Peer Reviewed

ear infection

Herpes Simplex Virus Infection of the External Ear

Bryce Baird
University of Oklahoma College of Medicine, Oklahoma City, Oklahoma

Blake Baird, MD
Perry Family Practice, Perry, Oklahoma

Baird B, Baird B. Herpes simplex virus infection of the external ear. Consultant. 2018;58(5):e175.


A 23-year-old man with a history of seasonal allergies and recurrent herpes labialis, but who was otherwise healthy, presented with a burning sensation of the external ears, with the left ear more affected than the right ear.

History. The man, a university student, reported a recent history of stressful weeks, including final examinations and the death of his grandfather. A week before presentation, he had noted a prodromal feeling in the right corner of his mouth that did not develop into any visible lesion. He reported a 2-day history of red and burning ears with occasional itching. At first, he thought that the erythema and pain might be related to a recent spell of dry, cold weather, but he sought medical care because the symptoms had not resolved and were reminiscent of the prodrome he had experienced before outbreaks of recurrent herpes labialis.

The patient was up to date on all vaccinations and was immunocompetent.

Physical examination. The patient appeared healthy, with normal vital signs; he was alert, awake, and oriented. The only pertinent physical examination findings were vesicular lesions and erythema involving the left and right auricles. Both auricles were inflamed in appearance, with the left side (Figure) being warmer and more erythematous than the right side.


Herpes Simplex Virus


Diagnosis. Based on the patient’s history of recurrent herpes infection, his report of prodromal symptoms, and the physical examination findings of lesions with a “dew drops on a rose petal” appearance, a clinical diagnosis of recurrent herpes simplex involving the bilateral auricles was made.

NEXT: Discussion

Discussion. Herpes labialis, caused by infection with herpes simplex virus 1 (HSV-1), can be differentiated from other conditions such as varicella-zoster virus infection (chickenpox) or reactivation (herpes zoster) and closed or open comedonal acne.

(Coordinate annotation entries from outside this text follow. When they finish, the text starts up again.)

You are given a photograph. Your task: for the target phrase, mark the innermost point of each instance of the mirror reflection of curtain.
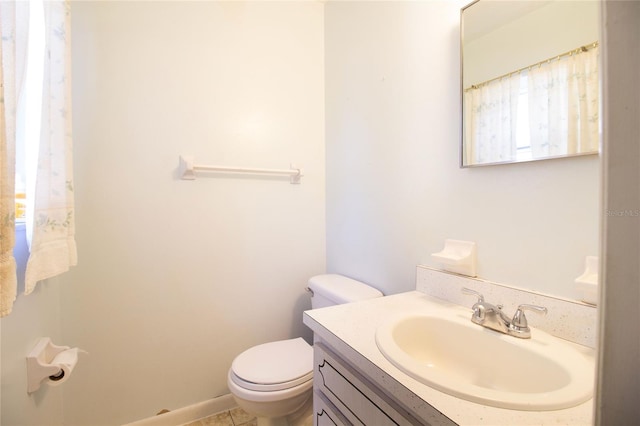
(492, 109)
(563, 105)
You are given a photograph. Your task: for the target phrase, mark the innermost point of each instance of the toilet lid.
(275, 365)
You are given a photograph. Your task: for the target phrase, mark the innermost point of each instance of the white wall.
(619, 349)
(33, 317)
(394, 188)
(177, 277)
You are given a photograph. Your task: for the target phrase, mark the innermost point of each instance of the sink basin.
(449, 353)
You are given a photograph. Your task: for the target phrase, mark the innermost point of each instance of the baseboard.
(190, 413)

Herpes simplex can present on the face, the nose, and around the lips. Gingivostomatitis is the primary presentation and is seen primarily in younger children. After the primary presentation of lesions, affected persons generally experience less-severe recurrent herpetic lesions with a shorter duration of presentation. The prodromal sensation of pain, burning, or tingling, such as that reported by our patient, is often noted before the vesicular lesions appear.

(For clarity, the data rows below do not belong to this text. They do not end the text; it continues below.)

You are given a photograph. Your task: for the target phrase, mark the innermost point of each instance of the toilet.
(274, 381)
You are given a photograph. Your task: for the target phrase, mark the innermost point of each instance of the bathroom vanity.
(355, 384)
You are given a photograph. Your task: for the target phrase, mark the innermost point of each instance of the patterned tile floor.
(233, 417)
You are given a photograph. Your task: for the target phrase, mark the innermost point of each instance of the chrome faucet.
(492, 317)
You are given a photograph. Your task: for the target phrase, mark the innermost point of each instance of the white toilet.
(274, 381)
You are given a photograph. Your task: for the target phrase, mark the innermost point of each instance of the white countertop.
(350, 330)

The highest rate of virus-positive lesions (approximately 89%) on culture tests occurs within the first 24 hours of the outbreak of lesions.1 Viral culture tests are not always reliable given that the rate of detection decreases with time. Polymerase chain reaction is another diagnostic technique that has been used specifically in ocular HSV-1 infection.2 Tzanck tests can be performed on active lesions but are only helpful when results are positive, in which case they demonstrate multinucleated giant cells that also can be seen with infection due to other herpesviruses.3

Acyclovir, 400 mg 5 times daily for 5 days, is a regimen that has been shown to be effective in immunocompetent persons with herpes labialis.4 Famciclovir (750 mg twice daily for 1 day or 1500 mg as a 1-time dose)5 and valacyclovir (2 g twice daily for 1 day)6,7 also have been shown to be effective in treating immunocompetent persons with recurrent herpes labialis. Topical penciclovir8 and acyclovir9 creams also are treatment options but require repetitive and consistent application.

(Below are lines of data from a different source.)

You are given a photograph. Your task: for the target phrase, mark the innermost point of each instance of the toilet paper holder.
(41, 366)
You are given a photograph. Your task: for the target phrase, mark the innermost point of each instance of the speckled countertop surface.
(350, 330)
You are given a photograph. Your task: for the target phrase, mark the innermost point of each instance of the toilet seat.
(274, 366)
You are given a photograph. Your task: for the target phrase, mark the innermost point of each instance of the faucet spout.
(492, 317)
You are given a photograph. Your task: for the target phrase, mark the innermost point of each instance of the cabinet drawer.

Our patient presented with lesions of the ears bilaterally, which is not a common presentation, but facial symptoms and signs of prodrome and lesions can be used to diagnose herpes simplex recurrence in a variety of anatomic locations. Upon further questioning, our patient reported past herpes labialis outbreaks characterized by lesions in and around his nose, slightly caudal to his bottom lip, and on his frenulum midway between his nose and upper lip. He also reported a particularly severe herpes labialis outbreak that had involved his entire mandibular lip, both inside and outside the oral cavity; the vesicles on his oral mucosa turned to aphthous ulcers with time and subsequently resolved, while the vesicles exterior to the oral cavity crusted over before eventually resolving.

Outcome of the case. The patient was prescribed 400 mg of acyclovir, 5 times daily for 5 days, given that his past use of the medication had reduced the severity and duration of herpes labialis outbreaks. He responded well to the treatment, with complete resolution of vesicular lesions within 7 days. He was advised to watch for recurrent episodes in other locations such as the cheeks, nose, and eyes. He was counseled to carefully avoid contact with prodromal areas and vesicular lesions, especially with subsequent contact of the noninfected areas of his own skin and of other persons. The patient is likely to experience further recurrent herpes labialis outbreaks as he has since childhood, and he was counseled as such.